I've used a number of ARM based devices and none have any cache, so it may be less common than you think. As another poster pointed out, IWRAM can be effectively used as an out-of-line cache.

#16874 - torne - Thu Feb 26, 2004 6:29 am

poslundc wrote:
Here's a question: is there a way (preferably from within C, without having to use -S and then count the lines) to determine the size of the object code generated, so you would know how many instructions to DMA in?

Compile the code with -ffunction-sections (you may need a custom link script to be able to link code compiled that way) and then use the linker-provided section start/length/end symbols.

#16878 - tepples - Thu Feb 26, 2004 6:57 am

BSS (uninitialized data) overlays are straightforward: just put all affected global variables into a union of structs.

Code overlays, on the other hand, need linker support. Jeff F's linker script and the modified version that ships with DevKit Advance are supposed to have support for IWRAM code overlays. The linker will export symbols representing the start and address of one of ten overlay sections in ROM as well as where the overlays are supposed to go in IWRAM.

No, I haven't seen a demo of IWRAM code overlays.

If you're considering swapping code into IWRAM several times per vblank, consider that a DMA copy from ROM to IWRAM takes five cycles per four bytes (wait, read 16 bits from ROM, wait, read 16 bits from ROM, write 32 bits to IWRAM), or just over one scanline per kilobyte. You may be able to get away with swapping a simple mixer, lossless data decompressor, division/square root package, or something else small like that, but you might not want to try repeatedly swapping something big like a GSM decoder (8 KB).
_________________
-- Where is he?
-- Who?
-- You know, the human.
-- I think he moved to Tilwick.

#16879 - torne - Thu Feb 26, 2004 7:19 am

tepples wrote:
If you're considering swapping code into IWRAM several times per vblank, consider that a DMA copy from ROM to IWRAM takes five cycles per four bytes (wait, read 16 bits from ROM, wait, read 16 bits from ROM, write 32 bits to IWRAM), or just over one scanline per kilobyte.
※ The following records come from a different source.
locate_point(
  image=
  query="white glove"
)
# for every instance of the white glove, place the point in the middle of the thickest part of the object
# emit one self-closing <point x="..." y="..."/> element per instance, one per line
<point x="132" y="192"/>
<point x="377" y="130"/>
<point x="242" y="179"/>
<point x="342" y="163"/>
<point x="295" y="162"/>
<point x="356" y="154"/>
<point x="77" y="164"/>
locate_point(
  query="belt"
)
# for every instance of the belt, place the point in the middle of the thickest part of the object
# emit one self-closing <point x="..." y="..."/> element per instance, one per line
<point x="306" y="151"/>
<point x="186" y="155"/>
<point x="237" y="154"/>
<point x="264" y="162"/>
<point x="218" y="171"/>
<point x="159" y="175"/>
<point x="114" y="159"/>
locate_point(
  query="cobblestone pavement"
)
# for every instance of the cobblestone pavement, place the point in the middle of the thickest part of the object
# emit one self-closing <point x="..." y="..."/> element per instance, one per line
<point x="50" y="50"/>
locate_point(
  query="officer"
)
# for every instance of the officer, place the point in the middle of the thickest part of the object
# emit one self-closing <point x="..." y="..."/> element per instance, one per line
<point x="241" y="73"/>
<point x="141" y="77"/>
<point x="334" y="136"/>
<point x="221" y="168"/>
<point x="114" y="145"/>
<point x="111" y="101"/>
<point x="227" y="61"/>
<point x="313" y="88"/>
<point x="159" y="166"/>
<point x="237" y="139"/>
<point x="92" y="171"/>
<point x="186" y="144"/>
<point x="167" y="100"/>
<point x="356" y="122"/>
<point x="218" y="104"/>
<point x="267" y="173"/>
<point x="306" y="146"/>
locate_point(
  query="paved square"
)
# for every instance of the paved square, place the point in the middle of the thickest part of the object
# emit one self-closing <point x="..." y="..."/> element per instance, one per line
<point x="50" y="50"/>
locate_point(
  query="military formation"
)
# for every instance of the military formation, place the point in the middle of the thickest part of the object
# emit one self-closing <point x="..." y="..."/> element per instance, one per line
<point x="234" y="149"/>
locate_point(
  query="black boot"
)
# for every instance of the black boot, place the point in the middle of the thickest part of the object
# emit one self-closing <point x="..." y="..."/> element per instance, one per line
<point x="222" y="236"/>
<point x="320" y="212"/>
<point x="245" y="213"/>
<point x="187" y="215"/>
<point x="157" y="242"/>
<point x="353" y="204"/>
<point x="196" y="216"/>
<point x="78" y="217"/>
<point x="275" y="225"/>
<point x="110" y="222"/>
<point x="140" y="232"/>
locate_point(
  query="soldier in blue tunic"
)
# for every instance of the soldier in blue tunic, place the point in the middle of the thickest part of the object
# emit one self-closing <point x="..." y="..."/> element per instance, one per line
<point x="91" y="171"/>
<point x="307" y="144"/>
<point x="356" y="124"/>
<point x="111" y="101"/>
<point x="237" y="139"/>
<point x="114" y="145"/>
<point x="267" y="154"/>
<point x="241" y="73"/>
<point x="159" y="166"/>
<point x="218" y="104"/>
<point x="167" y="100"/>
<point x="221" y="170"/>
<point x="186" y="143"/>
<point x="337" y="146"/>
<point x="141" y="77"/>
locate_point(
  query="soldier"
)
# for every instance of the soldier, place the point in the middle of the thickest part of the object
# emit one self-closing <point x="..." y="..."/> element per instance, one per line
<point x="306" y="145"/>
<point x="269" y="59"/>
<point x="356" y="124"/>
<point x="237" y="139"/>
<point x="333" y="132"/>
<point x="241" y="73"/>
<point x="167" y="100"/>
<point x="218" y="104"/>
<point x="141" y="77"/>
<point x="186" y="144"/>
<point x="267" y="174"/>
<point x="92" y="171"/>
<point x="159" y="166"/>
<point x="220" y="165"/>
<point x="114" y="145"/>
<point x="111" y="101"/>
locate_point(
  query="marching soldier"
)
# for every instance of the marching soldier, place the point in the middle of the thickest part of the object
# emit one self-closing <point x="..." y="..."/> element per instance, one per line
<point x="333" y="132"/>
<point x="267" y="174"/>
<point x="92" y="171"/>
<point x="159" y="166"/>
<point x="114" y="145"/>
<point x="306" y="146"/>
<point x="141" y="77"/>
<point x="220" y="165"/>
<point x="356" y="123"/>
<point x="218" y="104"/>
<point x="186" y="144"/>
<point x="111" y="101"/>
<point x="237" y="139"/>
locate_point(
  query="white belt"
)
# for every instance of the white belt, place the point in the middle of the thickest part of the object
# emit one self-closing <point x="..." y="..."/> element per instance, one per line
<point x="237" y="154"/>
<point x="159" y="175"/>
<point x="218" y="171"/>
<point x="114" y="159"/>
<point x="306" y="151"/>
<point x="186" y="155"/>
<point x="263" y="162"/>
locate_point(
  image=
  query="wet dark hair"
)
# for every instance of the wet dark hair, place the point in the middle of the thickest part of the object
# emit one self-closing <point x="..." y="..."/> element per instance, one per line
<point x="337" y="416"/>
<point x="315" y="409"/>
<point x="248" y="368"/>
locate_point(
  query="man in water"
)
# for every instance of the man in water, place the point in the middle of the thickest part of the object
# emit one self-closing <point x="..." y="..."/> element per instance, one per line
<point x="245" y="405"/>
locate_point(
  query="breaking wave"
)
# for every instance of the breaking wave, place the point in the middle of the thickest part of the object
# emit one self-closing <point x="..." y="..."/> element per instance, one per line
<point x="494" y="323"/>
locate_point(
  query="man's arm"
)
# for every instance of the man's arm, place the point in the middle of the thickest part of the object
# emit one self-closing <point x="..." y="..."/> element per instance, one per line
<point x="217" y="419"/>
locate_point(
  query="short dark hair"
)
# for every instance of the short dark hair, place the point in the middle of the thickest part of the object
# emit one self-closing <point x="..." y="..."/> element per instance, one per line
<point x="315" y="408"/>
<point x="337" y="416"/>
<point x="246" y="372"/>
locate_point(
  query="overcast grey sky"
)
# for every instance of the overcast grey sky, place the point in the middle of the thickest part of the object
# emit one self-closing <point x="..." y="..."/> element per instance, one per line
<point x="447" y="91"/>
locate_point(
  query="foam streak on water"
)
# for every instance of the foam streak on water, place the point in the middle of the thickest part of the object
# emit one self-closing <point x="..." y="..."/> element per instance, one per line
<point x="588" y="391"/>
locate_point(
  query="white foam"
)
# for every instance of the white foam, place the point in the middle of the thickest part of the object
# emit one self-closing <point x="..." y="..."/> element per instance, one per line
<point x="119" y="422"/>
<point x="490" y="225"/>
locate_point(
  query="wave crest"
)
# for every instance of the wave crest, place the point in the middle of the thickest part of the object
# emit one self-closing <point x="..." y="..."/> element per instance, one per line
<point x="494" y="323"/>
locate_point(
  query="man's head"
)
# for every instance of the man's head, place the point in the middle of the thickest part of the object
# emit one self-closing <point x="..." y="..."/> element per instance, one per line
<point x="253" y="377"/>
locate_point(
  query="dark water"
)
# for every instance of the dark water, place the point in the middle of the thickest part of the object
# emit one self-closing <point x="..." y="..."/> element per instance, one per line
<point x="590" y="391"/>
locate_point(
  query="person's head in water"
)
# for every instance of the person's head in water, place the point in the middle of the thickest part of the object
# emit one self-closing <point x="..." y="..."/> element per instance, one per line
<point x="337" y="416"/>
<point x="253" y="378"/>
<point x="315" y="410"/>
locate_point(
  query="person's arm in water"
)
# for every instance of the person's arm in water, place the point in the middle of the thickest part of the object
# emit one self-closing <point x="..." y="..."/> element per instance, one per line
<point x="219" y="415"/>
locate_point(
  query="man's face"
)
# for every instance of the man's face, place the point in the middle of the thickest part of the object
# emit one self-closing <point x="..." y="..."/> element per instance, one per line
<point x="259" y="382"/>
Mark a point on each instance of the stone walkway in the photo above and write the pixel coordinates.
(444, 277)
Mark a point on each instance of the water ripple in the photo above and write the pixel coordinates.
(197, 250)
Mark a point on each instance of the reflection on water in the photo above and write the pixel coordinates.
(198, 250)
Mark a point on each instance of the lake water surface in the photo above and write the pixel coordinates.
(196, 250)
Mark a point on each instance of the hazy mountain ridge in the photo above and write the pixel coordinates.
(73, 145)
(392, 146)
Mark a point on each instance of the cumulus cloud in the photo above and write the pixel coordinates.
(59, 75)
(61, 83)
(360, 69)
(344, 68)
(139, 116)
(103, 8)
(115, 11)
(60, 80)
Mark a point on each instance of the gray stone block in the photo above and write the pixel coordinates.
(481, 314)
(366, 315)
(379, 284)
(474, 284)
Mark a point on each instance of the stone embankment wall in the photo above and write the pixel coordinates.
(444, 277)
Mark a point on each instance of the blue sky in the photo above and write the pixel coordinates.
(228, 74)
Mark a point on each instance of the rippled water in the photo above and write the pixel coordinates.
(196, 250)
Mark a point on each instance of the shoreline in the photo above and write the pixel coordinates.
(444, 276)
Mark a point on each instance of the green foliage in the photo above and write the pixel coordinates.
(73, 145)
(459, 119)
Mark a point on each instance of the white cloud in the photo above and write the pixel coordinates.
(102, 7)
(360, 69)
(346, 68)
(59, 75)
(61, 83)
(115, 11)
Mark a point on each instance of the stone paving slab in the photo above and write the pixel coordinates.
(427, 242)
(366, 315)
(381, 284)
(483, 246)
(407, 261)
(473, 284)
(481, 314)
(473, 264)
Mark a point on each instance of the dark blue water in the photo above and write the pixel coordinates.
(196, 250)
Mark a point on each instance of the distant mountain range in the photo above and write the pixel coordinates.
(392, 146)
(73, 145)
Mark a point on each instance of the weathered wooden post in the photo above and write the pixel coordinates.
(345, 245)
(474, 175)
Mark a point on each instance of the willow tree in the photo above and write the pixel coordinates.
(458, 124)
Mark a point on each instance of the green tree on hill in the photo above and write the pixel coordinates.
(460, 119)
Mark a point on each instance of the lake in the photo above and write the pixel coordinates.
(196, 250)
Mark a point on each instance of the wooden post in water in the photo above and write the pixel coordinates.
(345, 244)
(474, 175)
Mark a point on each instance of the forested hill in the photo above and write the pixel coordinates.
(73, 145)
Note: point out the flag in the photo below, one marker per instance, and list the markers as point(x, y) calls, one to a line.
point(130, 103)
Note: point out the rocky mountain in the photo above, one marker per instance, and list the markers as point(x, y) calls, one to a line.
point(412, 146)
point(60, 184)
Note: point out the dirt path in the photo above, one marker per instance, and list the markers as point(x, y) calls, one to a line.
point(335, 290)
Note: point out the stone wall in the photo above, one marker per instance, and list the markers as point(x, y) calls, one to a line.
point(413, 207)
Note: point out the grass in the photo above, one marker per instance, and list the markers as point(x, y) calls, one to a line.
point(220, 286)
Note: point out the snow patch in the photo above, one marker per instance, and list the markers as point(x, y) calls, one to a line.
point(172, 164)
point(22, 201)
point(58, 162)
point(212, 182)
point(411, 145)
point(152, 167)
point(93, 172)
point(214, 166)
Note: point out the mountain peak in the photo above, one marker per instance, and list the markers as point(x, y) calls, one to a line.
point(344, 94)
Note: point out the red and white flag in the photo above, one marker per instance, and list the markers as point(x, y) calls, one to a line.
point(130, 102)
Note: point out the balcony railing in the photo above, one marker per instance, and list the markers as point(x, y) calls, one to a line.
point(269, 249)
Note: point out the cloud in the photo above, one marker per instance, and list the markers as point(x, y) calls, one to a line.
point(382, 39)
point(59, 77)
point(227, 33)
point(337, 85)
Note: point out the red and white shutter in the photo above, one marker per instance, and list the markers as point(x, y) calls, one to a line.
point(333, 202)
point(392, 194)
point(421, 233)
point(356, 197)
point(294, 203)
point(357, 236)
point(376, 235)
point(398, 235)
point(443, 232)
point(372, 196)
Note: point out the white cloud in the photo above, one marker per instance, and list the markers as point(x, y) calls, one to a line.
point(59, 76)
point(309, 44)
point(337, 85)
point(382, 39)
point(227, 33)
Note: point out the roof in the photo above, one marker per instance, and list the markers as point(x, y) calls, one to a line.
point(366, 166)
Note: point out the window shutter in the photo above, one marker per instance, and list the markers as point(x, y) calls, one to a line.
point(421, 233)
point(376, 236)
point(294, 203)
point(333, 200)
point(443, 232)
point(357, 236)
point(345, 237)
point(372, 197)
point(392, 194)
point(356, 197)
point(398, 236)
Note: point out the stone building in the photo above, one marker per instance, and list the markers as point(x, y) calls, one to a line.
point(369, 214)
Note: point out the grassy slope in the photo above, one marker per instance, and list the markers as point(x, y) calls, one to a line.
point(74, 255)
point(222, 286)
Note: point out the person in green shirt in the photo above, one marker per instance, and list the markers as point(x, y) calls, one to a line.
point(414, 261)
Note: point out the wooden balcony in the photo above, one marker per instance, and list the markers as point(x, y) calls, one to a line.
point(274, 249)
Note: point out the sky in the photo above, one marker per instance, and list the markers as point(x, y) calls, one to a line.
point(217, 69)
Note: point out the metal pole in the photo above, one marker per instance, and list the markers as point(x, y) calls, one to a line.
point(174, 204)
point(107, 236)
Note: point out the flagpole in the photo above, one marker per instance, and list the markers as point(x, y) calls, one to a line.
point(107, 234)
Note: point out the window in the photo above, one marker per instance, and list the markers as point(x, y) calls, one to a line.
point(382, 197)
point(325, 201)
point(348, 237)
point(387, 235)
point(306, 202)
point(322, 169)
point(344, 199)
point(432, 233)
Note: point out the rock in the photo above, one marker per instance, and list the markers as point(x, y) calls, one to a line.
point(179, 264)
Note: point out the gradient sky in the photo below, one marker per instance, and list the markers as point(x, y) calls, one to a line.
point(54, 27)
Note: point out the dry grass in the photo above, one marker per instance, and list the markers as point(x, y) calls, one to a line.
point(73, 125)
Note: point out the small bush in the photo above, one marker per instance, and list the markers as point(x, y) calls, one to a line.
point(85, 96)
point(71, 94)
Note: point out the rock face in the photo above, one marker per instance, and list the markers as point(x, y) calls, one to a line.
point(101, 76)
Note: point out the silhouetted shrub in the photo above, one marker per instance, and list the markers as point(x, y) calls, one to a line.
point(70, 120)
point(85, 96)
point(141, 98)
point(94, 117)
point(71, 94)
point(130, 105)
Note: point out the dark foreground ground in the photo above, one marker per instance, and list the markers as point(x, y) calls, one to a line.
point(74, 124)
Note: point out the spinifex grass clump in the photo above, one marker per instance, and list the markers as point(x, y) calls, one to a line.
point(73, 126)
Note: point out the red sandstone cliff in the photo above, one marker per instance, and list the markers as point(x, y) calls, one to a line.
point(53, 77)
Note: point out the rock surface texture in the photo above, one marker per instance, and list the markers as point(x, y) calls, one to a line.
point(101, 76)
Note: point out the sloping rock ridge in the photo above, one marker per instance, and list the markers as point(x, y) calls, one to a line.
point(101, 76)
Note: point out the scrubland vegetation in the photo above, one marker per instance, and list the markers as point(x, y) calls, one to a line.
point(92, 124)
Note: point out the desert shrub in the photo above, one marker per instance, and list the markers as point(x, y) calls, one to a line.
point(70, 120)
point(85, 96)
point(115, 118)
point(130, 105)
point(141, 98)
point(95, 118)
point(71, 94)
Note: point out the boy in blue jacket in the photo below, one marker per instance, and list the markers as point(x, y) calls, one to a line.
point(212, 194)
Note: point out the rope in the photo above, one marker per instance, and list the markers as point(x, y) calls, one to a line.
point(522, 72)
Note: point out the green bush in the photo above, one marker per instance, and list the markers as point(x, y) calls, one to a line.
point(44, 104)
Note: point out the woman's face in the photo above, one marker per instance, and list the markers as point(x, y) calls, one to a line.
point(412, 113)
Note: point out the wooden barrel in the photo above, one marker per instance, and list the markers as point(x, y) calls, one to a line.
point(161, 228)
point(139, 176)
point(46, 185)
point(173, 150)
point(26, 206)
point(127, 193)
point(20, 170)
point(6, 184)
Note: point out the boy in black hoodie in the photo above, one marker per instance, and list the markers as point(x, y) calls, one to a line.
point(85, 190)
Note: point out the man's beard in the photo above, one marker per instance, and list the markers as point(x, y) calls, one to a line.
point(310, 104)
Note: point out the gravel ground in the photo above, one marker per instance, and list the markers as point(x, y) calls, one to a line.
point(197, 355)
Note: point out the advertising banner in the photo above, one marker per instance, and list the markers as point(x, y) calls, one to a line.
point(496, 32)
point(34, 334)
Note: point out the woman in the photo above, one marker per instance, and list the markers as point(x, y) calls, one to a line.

You may be able to get away with swapping a simple mixer, lossless data decompressor, division/square root package, or something else small like that, but you might not want to try repeatedly swapping something big like a GSM decoder (8 KB).

A scanline per kilobyte sounds pretty fast to me. I've not used the overlay support because having a fixed number of large overlays doesn't seem particularly useful. It would be much more flexible to swap individual functions in and out of IWRAM, using a cache manager. All you need to do is build your code with -fPIC and -ffunction-sections, and it will drop every single function into a seperate text section in the object file, all of which can be relocated to wherever you like in memory without problems. You could even make the original function symbols point to a routine that loads the given function into the cache if it's not already loaded, and then branch to it after finding the location through the cache manager (which would make use of the cache totally transparent), and you could approximate LRU cache overwrites.